ABSTRACT

An interesting aspect of the debate on literacy is the nature of the relationship between human ideas and the technology of writing. It is a part of a broader discussion about the relationship of human subjectivity and material objects that originated with the rise of consumer culture and that literature often thematized. Objects, as contemporary critics observe, do not necessarily remain in antithetical relations to humans but partake in their nature. Marshall McLuhan in his Gutenberg Galaxy points out that diverse technologies are nothing but the extensions of senses (1962, 4) while Julie Park demonstrates in The Self and It that the tools that people employ to increase their capacities become for them instruments of the expression of their selves (2010, xiii).

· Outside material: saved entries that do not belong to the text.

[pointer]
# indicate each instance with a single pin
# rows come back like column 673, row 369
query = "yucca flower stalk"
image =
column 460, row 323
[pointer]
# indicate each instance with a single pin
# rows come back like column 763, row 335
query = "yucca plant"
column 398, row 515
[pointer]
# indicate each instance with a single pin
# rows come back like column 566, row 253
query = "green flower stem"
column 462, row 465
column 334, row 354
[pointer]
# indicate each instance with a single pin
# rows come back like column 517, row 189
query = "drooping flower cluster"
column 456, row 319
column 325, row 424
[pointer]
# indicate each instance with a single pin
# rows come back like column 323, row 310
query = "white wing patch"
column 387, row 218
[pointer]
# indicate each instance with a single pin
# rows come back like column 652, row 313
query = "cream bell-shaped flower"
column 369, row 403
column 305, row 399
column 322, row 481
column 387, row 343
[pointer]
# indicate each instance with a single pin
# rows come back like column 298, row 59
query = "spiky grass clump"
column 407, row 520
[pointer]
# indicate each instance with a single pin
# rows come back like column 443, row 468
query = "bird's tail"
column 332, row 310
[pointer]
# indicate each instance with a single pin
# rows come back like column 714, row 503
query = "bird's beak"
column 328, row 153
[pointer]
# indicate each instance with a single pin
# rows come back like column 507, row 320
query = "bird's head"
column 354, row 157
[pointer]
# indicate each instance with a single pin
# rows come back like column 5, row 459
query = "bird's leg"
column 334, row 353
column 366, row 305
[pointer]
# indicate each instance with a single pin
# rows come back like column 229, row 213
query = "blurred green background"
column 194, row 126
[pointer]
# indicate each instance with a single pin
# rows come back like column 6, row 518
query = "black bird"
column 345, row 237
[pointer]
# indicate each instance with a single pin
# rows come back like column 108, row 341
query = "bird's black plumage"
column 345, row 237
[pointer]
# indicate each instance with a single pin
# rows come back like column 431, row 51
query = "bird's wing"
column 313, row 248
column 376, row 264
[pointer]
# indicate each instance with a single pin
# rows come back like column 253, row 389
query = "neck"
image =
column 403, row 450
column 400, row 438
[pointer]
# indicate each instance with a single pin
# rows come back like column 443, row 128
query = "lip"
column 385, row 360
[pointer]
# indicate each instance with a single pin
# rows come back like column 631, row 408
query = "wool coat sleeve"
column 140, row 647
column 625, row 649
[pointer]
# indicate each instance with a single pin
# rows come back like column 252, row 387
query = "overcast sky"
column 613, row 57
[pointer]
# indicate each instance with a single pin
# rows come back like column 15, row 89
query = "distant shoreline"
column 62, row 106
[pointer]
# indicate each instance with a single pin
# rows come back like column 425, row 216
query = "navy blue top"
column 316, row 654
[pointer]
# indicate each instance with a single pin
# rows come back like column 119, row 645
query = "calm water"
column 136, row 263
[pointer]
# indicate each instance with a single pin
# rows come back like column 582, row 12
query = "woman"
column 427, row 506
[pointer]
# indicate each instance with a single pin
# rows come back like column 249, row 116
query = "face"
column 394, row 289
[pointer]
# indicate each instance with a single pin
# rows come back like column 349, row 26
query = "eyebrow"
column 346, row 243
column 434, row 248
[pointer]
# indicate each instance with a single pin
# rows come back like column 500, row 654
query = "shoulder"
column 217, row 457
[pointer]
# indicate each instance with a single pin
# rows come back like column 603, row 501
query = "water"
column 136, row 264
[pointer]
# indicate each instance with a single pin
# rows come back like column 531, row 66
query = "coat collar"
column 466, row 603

Objects connected with writing and print technology are particularly well suited for this expressive function since their chief role is the preservation of human thoughts and ideas. As Deidre Shauna Lynch observes, the conflation of identity and writing is even manifest in the polysemy of the word ‘character,’ which signifies both human identity and a sign in the text (1998, 30). In his 1689 Essay Concerning Human Understanding, Locke points to this relation between personality, ideas, and typography by describing cognition as an act of inscribing or imprinting where mind is likened to paper and ideas to characters (Lynch 1998, 34). Human senses, thoughts, and cognition are thus associated with writing materials that partake in human consciousness.